The resistance to adoption comes from a mix of monetary, behavioural and awareness gaps–higher upfront costs, habituation to a particular fuel, scepticism about fuel efficiency, and lack of operation and maintenance know-how. These are policy-design barriers that can be countered at the local level by specific financing assistance, demonstration projects and institutional facilitation.
Addressing these barriers does not require reinventing the wheel; the models already exist. Piecemeal pilot interventions must give way to an integrated expansion strategy. Self-help groups-linked community financing models must be supported to help mobilise affordable capital for decentralised plants while strengthening local ownership.
A systematic leveraging of carbon credit markets will improve project viability, especially for waste-to-energy based biomethanation systems. To further enhance affordability, it is prudent to consider reallocating a small portion of the current LPG subsidy towards biogas infrastructure, since biogas requires largely one-time investment support unlike LPG subsidies that must be paid out year after year. Corporate social responsibility funding can also impart stimulus to early-stage installations and demonstration projects; such partnerships in Uttarakhand have brought down adoption costs by up to 50 per cent.

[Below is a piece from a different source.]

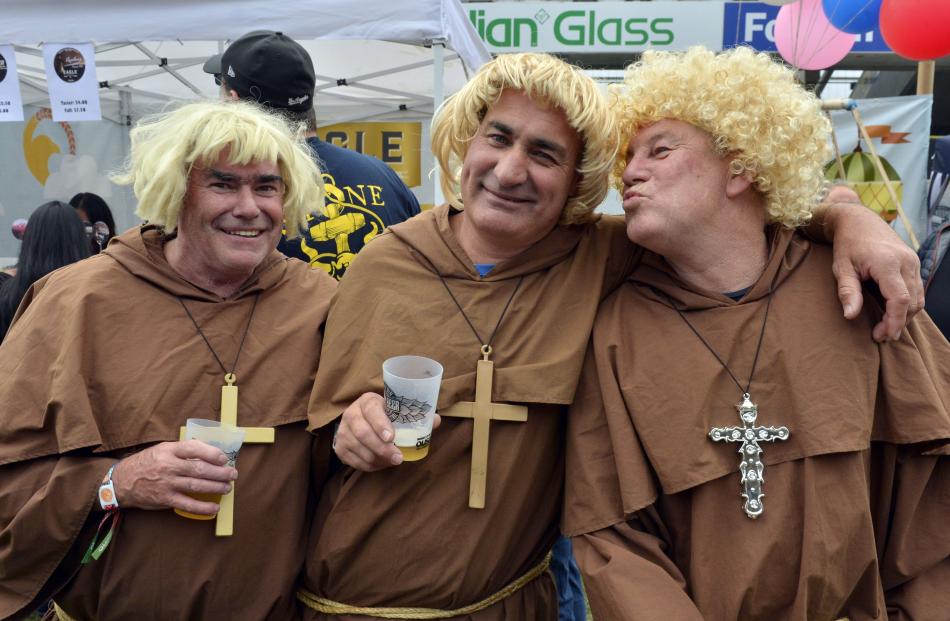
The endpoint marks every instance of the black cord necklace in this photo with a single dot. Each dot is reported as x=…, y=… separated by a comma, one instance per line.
x=229, y=376
x=748, y=435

The lessons from the current disruption are therefore clear. The LPG crunch brought to fore the fragility and vulnerability embedded in India’s energy supply chain and security. A country aiming to become “Aatmanirbhar” cannot afford to pursue a business-as-usual approach, especially when the issue is linked to food security.
This is an opportunity to rethink how India powers its kitchens and to push for biogas as an indigenously generated affordable, reliable and sustainable alternative at a massive scale. Biogas offers a pathway that simultaneously addresses energy security, waste management, livelihoods generation, income augmentation and climate commitments within a single decentralised framework.
Muskaan Jain is a postgraduate student pursuing public policy at the Tata Institute of Social Sciences, Hyderabad. Views expressed are the author’s own and don’t necessarily reflect those of Down To Earth.